It died away, grew louder, was hushed again—and broke into a sustained roar. Came then the quick, short gasps of the exhaust—it was a freight, and a heavy one. And suddenly, from up the track, circling an intervening butte, an electric headlight cut streaming through the black. It touched the little station in a queerly inquisitive way in the sweep of its arc, lingered an instant over the platform, then swung to the right of way, and held there, the metals glistening like polished silver ribbons under the flood of light.

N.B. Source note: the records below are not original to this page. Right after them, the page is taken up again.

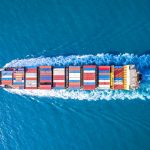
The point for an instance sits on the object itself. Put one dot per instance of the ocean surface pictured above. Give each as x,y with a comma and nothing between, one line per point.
75,32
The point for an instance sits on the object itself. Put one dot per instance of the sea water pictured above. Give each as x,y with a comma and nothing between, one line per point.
67,32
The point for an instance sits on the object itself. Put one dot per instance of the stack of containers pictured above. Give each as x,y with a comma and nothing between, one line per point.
59,77
89,77
104,77
6,77
31,78
118,77
74,77
45,77
18,78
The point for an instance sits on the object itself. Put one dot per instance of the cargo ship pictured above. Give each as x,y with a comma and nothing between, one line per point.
86,77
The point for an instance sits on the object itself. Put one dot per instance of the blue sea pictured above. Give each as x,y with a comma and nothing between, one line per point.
75,32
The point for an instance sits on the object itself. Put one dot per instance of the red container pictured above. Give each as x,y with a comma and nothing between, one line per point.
104,67
45,67
89,87
32,88
45,87
74,84
117,87
57,77
104,83
55,84
89,66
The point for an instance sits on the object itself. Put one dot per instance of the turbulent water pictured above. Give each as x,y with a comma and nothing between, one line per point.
75,32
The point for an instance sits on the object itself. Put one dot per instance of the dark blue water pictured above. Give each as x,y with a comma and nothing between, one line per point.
50,28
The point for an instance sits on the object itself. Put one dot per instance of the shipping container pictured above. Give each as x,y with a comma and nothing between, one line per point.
118,77
18,78
89,77
31,77
6,77
104,77
45,77
59,77
74,77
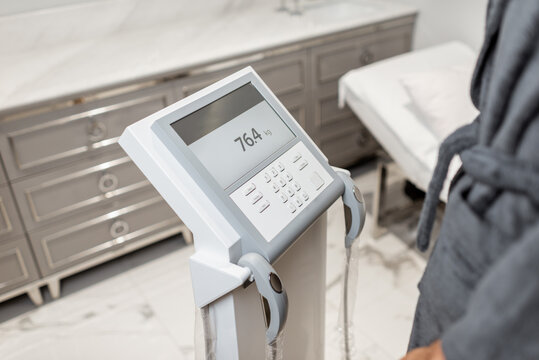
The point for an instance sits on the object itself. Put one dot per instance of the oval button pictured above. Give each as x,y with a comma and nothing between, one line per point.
275,283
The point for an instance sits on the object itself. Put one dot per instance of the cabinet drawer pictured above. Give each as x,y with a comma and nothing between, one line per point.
65,245
55,195
349,147
331,61
42,142
10,224
16,264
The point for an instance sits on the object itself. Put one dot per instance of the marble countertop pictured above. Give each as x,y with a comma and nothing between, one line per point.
42,70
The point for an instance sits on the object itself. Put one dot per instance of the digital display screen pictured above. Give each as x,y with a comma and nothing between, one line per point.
234,134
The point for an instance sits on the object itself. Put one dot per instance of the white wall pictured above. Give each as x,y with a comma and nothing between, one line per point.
8,7
444,20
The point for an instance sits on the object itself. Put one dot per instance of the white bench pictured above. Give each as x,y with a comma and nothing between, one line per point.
377,96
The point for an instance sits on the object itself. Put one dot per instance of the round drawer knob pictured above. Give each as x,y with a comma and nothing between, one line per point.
107,182
96,131
119,228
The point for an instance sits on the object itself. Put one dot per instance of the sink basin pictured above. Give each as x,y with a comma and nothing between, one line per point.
330,11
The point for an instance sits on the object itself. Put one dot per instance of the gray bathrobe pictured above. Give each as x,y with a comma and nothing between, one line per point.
480,291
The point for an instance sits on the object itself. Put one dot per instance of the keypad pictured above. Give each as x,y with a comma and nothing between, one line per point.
289,186
281,191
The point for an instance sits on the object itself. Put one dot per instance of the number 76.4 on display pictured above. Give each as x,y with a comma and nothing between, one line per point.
248,140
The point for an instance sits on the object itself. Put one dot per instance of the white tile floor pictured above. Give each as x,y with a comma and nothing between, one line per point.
141,307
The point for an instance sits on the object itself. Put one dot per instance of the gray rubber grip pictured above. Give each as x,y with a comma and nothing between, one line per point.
354,209
270,287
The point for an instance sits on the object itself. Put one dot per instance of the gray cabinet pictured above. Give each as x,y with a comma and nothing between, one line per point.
10,224
51,139
81,199
62,193
337,131
132,217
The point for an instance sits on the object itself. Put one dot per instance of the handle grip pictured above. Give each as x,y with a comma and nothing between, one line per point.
269,285
354,209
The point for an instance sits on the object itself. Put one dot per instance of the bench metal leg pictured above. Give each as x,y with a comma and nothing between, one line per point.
379,194
54,288
35,295
187,236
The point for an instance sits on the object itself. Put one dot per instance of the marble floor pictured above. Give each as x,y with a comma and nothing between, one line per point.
140,306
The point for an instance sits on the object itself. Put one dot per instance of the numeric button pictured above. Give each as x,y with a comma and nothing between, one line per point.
289,192
249,189
302,164
292,208
256,197
288,176
263,205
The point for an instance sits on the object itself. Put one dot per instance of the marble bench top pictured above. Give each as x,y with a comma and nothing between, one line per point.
49,55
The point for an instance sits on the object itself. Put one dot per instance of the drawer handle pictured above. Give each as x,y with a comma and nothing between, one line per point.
107,182
96,130
119,228
366,57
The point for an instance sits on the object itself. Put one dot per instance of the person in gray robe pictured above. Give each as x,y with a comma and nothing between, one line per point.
479,295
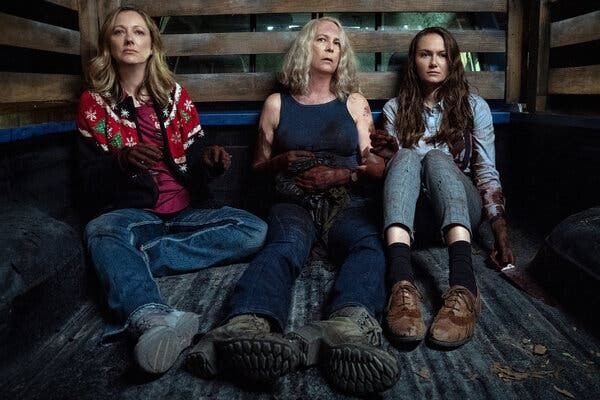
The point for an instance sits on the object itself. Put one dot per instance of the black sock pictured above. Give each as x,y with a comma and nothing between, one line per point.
399,266
461,266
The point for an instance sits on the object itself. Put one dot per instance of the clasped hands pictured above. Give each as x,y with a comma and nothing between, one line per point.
323,177
145,156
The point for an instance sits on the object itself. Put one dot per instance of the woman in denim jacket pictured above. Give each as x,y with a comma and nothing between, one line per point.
439,140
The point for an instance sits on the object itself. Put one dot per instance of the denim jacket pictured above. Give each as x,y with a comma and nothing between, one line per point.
478,159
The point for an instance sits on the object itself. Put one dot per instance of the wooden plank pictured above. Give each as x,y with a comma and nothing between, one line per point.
25,87
539,56
71,4
89,29
574,80
222,7
104,7
23,32
489,41
583,28
514,50
257,86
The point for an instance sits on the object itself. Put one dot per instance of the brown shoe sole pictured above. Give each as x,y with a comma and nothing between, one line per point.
402,340
260,359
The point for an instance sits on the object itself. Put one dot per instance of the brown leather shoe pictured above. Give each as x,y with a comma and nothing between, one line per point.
403,314
455,322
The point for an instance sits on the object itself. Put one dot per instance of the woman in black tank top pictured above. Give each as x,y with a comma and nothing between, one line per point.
314,140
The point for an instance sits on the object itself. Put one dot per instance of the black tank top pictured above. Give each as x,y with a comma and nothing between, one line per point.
326,129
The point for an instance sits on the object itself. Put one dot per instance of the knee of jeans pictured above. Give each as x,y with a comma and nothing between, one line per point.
435,158
256,234
102,226
405,157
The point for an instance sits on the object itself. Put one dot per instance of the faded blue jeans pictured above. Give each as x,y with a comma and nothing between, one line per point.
436,179
354,243
130,246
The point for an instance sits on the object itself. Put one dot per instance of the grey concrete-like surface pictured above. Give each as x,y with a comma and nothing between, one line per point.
74,365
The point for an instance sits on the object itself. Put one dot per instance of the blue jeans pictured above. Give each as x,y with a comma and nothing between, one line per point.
130,246
451,193
354,243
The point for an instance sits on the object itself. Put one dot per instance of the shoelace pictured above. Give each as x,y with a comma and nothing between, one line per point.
404,294
370,329
454,298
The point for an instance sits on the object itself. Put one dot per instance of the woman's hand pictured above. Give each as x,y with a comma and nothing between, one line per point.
142,156
216,159
384,145
322,177
282,162
372,166
501,254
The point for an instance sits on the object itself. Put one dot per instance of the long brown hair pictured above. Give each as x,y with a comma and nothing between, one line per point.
454,92
103,76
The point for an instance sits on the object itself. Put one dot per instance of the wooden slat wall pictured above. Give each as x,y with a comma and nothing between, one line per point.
489,41
574,80
22,32
224,7
256,86
71,4
25,87
545,81
583,28
514,57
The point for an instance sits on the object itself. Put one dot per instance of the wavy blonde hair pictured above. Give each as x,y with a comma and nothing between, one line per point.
454,92
103,75
295,73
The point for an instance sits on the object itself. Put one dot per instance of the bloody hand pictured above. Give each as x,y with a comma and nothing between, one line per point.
322,177
216,159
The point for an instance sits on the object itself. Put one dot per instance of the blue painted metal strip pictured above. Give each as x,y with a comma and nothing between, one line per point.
224,118
29,131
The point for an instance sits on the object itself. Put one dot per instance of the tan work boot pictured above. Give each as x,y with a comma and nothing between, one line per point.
347,346
202,359
455,322
162,336
403,314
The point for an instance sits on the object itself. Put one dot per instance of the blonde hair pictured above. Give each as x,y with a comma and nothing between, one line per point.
295,73
103,76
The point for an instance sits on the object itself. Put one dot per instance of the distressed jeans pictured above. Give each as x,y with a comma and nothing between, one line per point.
129,247
436,179
354,243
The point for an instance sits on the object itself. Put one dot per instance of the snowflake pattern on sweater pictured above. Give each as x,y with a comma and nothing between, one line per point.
112,126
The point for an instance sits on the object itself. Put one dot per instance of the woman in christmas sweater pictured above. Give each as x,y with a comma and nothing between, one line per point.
144,167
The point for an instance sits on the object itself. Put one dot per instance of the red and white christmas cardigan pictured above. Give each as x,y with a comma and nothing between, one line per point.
112,126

Straining, panting at its load, reddening the sky as the fire-box door was flung open, the big ten-wheeler stormed by, coughing the sparks heaven-ward from its stack. The roar in the still night grew deafening, as boxcar, flat and gondola, lurching, swaying, clanking, groaning, an endless string, tugging at one another, grinding their flanges, screaming as they took up the axle play, staggered with a din infernal past the lonely and unlighted station.

The roar sank into a gradually diminishing murmur. The tail-lights winked like mischievous little red eyes in the distance—and vanished.

All was stillness and that brooding silence again.

And then a man's form, like a black shadow in the darkness, rose from the trackside, and crept to the platform, and along the platform to the station door.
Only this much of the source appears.